After that, she had simply said “No Comment” to everything else he asked, interjecting observations about the weather every once in a while to shake things up, until finally the guy realized she wasn’t going to start talking away all of a sudden. He said fine. Since she wouldn’t talk to him, she should write down her feelings in a journal.

Next thing she knew, her dad had gone out and bought her a pink diary with a miniature key. Hello, she was almost thirteen, not eight. When she mentioned this, directly after asking her dad if he’d like to join her for a cocktail before dinner—which he either didn’t hear or intentionally ignored—he brought home a fancy journal with a leather cover. Like she was some sort of self-help freak. Again, nearly thirteen. Not thirty.

On the bright side, it did give her an idea for a title for her journal. Musings of a Freak. Intelligent, a little off-center. In a word, her. Ariel Kane.

So, anyway, she was supposed to write down her feelings. Truthfully, if she managed to get beyond the sick feeling that she constantly had about her mom, what she felt was cramped. Her dad, who never used to be at home when her mom was alive, suddenly went all I’m going to be the perfect father on them, pulling up stakes in Montclair, New Jersey, moving Ariel and her sister to the Upper West Side, into a town house that was like a hundred years old.

Since they’d moved here, all her dad did was work on the place (or should she say, boss other people around while they worked on the place), sit at the big desk in the downstairs office, reading The Financial Times, studying computer screens—basically making sure his empire stayed, well, empirick—and meddle in her life. Correction: ruin her life.

But the fact was, there was something about her dad that made people do what he told them. When he walked into a room, people quieted. When he asked a question, people embarrassed themselves trying to come up with the answer. He wasn’t handsome, not like her uncle Anthony, whom everyone said was totally beautiful. But still, her dad didn’t have to say much to have people jumping through hoops to do his bidding. At least that was the case with everyone but her older sister, Miranda.

Miranda was sixteen and had been forced to leave her boyfriend behind when they moved into the city. Ariel had seen the guy once only even back in New Jersey, since Miranda did a really great job of keeping him out of their dad’s sight. Dad would combust if he found out Miranda had a boyfriend. While Ariel couldn’t say the guy was anything to write home about, clearly Miranda thought he was, since now she spent most of her time slamming doors and throwing herself across her bed, going on and on about how unfair life was.

No question Dad needed more to do with his time.

For a while after Mom died, all three of them had walked around like zombies in a movie. For six months they had barely put one foot in front of the other. Then, out of nowhere, just as the school year ended and summer was starting, Dad came home and told them it was time to move on.

Move on?

Like people could do that?

Though really, moving to New York had made it possible to turn the whole dead-mom thing into a secret.
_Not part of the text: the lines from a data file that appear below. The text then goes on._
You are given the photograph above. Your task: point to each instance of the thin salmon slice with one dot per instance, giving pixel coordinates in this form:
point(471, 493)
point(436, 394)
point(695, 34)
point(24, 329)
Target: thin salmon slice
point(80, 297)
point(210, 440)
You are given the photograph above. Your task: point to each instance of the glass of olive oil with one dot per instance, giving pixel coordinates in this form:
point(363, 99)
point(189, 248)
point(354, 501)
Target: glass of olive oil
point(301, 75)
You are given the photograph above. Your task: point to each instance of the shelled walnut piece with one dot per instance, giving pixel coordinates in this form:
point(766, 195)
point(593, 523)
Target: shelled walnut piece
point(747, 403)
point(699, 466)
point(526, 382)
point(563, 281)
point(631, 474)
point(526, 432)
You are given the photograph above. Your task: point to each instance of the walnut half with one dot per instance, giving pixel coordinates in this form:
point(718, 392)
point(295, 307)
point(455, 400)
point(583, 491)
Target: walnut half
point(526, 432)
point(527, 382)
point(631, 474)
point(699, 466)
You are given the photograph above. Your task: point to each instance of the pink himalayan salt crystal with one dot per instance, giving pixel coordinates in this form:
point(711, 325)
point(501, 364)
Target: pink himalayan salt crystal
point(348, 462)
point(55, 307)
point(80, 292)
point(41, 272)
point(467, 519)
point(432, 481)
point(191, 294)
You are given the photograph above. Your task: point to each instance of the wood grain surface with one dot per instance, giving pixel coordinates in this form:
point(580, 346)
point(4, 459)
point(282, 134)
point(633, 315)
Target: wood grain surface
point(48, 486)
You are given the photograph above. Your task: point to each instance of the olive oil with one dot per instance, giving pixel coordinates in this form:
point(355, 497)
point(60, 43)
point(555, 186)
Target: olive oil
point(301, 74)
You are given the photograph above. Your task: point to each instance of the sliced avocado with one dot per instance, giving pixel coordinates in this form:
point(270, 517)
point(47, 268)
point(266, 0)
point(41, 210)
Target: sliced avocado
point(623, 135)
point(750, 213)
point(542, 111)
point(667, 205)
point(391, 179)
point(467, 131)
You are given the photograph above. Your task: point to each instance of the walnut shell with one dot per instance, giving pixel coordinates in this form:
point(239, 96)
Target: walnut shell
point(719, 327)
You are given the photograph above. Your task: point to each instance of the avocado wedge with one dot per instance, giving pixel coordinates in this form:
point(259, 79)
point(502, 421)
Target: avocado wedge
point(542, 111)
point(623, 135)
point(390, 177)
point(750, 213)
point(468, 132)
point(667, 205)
Ariel had learned the hard way that people completely freaked if they heard.

So, in June they had moved into the city. In July, she and her sister had started with the Shrink. In September, she and Miranda had started new schools. Now it was nearly October and there was no sign that her dad was going to stop being in charge of all of their day-to-day stuff. She had pretty much given up on him going back to his old ways of distractedly asking them how their day was while reading the newspaper.

Previous scenario before everything went to hell in a handbasket went something like this.…

Father Reading The Wall Street Journal : “How was your day, Ariel?”

Extremely Intelligent and Witty Daughter: “Great, just finished watching a bunch of porn online and I need ten dollars for lunch.”